All of these skins are less popular skins, which highlights one of the biases of this analysis: people who discuss skins may have stronger opinions; and this bias may be biggest for the least discussed skins. Of these skins, only Hypernova is male, which may indicate that female skins have wider variance (both more liked and disliked).

To investigate that hypothesis, we can plot the distribution of sentiment towards both male and female skins. The overall mean sentiment skins was 0.084, with STD of 0.58:

While there are both well liked male and female skins, there is a large swath of male skins with neutral opinion (0-0.1).

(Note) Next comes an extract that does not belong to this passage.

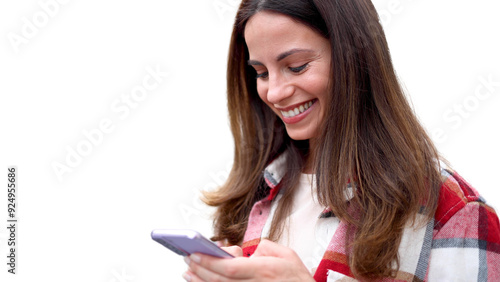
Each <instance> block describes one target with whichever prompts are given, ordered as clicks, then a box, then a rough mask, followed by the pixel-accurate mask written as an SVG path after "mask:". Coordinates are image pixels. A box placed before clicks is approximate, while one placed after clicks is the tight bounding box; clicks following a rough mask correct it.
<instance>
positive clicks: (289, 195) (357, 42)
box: [204, 0, 440, 279]
mask: <svg viewBox="0 0 500 282" xmlns="http://www.w3.org/2000/svg"><path fill="white" fill-rule="evenodd" d="M264 10H267V11H273V12H276V13H281V14H284V15H287V16H289V17H291V18H293V19H295V20H297V21H299V22H301V23H303V24H305V25H307V26H309V27H310V28H312V29H313V30H314V31H316V32H318V33H319V34H321V35H322V36H323V37H325V38H327V39H328V40H329V41H330V44H331V50H332V54H331V58H332V62H331V93H330V95H329V96H328V97H329V98H328V101H327V102H328V106H329V109H328V111H327V114H326V117H325V119H324V122H323V124H322V130H321V133H320V137H319V138H318V145H317V150H315V151H316V155H314V156H310V157H312V158H314V162H315V166H314V167H315V173H316V181H317V183H316V185H317V193H318V199H319V201H320V203H321V204H323V205H325V206H327V207H330V208H331V209H332V211H333V212H334V214H335V215H336V216H337V217H339V218H340V219H341V220H344V221H346V222H348V223H349V224H351V225H352V226H353V227H354V228H355V229H354V230H356V232H355V234H353V235H352V236H351V238H349V240H348V242H346V245H347V247H348V248H349V250H350V253H349V264H350V267H351V270H352V272H353V273H354V275H355V276H356V277H358V278H363V279H374V278H381V277H390V276H394V275H395V273H396V271H397V270H398V268H399V258H398V247H399V243H400V241H401V237H402V235H403V230H404V227H405V226H407V225H408V224H416V223H417V222H416V215H417V214H418V213H419V212H420V213H422V214H424V215H425V216H426V218H427V219H428V220H430V219H431V218H432V216H433V214H434V212H435V210H436V205H437V198H438V195H439V187H440V173H439V162H438V161H439V159H440V157H439V154H438V152H437V151H436V149H435V147H434V145H433V144H432V141H431V139H430V138H429V137H428V135H427V134H426V132H425V130H424V129H423V128H422V126H421V125H420V124H419V122H418V120H417V118H416V116H415V114H414V113H413V111H412V109H411V107H410V105H409V103H408V102H407V100H406V97H405V95H404V93H403V91H402V89H401V86H400V84H399V82H398V79H397V77H396V74H395V71H394V68H393V65H392V61H391V57H390V53H389V48H388V45H387V42H386V39H385V35H384V32H383V29H382V26H381V25H380V23H379V18H378V14H377V12H376V10H375V8H374V6H373V4H372V3H371V1H369V0H309V1H307V0H281V1H280V0H244V1H242V3H241V5H240V8H239V10H238V13H237V16H236V21H235V24H234V28H233V33H232V37H231V43H230V51H229V59H228V70H227V91H228V109H229V117H230V124H231V130H232V133H233V136H234V143H235V151H234V164H233V168H232V170H231V172H230V174H229V178H228V180H227V182H226V183H225V184H224V185H223V186H222V187H220V188H219V189H218V190H216V191H214V192H210V193H208V192H207V193H205V194H204V196H205V202H206V203H207V204H209V205H211V206H214V207H217V210H216V213H215V220H214V227H215V236H214V238H213V239H214V240H225V241H227V242H228V243H229V244H241V242H242V240H243V236H244V233H245V230H246V227H247V222H248V215H249V213H250V210H251V208H252V206H253V204H254V203H255V202H256V201H258V200H259V199H262V198H263V197H264V196H265V195H266V193H267V192H268V191H267V188H266V185H265V183H264V180H263V174H262V172H263V170H264V169H265V167H266V165H267V164H269V162H270V161H272V160H273V159H274V158H276V157H277V156H278V155H279V154H281V153H282V152H284V151H285V150H286V151H288V152H289V153H288V161H287V173H286V177H284V180H283V183H282V184H281V185H282V187H281V189H284V195H283V197H282V200H281V201H280V203H279V205H278V209H277V212H276V214H275V217H274V218H273V224H272V230H271V235H270V237H271V239H277V238H279V236H281V233H282V231H283V227H284V222H285V219H286V217H287V215H288V214H289V211H290V205H291V198H292V197H293V188H294V184H295V183H296V181H297V179H298V177H299V175H300V172H301V170H302V169H303V167H304V161H305V159H306V158H307V157H309V156H308V154H309V147H308V146H309V145H308V141H307V140H306V141H296V140H292V139H291V138H290V137H289V136H288V135H287V134H286V129H285V127H284V125H283V123H282V122H281V120H280V119H279V118H278V117H277V116H276V115H275V114H274V113H273V112H272V110H271V109H270V108H269V107H268V106H266V105H265V104H264V103H263V102H262V101H261V99H260V98H259V96H258V93H257V90H256V80H255V75H256V73H255V71H254V70H253V68H251V67H250V66H248V64H247V61H248V59H249V55H248V49H247V46H246V44H245V38H244V30H245V25H246V23H247V21H248V20H249V18H250V17H252V16H253V15H254V14H256V13H258V12H259V11H264ZM349 181H352V182H354V183H355V186H356V193H354V198H353V199H351V200H350V201H345V194H344V193H345V187H346V184H347V183H348V182H349ZM424 204H425V209H422V206H423V205H424ZM350 207H355V208H356V209H357V210H359V211H361V212H360V213H359V215H357V216H353V214H352V213H350V212H348V211H350V210H352V209H351V208H350Z"/></svg>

To complete the analysis, I ran a regression targeting mean sentiment for each skin, with the same features as before. I started with a simple specification with covariates for race and gender. In this specification, the coefficient for gender was significantly negative for male skins (-0.01, ~ 0.15 standard deviations); no racial coefficient was significant. I then ran a complete specification with all covariates, and got similar results.

Covariate
Coefficients for spec 1
(p-value)
Coefficients for spec 2
(p-value)
Race
NS
NS
Gender (Male)
-0.011 (0.012)
-0.012 (0.007)
Battle Pass, etc.

NS

Discussion


In the first part of this analysis, I found that skins featured in the Battle Pass were discussed more often. This makes intuitive sense, as these skins are featured on splash screens and marketing for Fortnite. Many of these skins also have unlockable content, which people discuss how to unlock.

In terms of sentiment, I found that male skins had lower sentiment than female skins. One possible explanation for this is that Fortnite reddit skews towards young men, who might simply be more attracted to female skins. Popular streamers like Daequan often objectify female characters, making comments like, “Gimme that booty!” Another potential explanation is that female skins may have more diverse aesthetics, which allows people who prefer those aesthetics to attach to those skins. For example, many male skins share standard military profiles, and are relatively indistinguishable. In contrast, female skins can express a wider range of emotions, and may have more variety in clothes (skirts, tops, etc.). Some tangential evidence for this may be the large number of male skins with neutral sentiment.

As a final note to myself, if I want to revisit this type of analysis in the future, I need to improve the sentiment analysis. While I believe the assumptions of my current model – that sentence level sentiment reflects skin sentiment – is broadly true, in checking my data a large minority of samples have inaccurate sentiment. While performing more sophisticated sentiment analysis may take more time, it should give me a better estimate of entity sentiment, and frankly feel less hacky.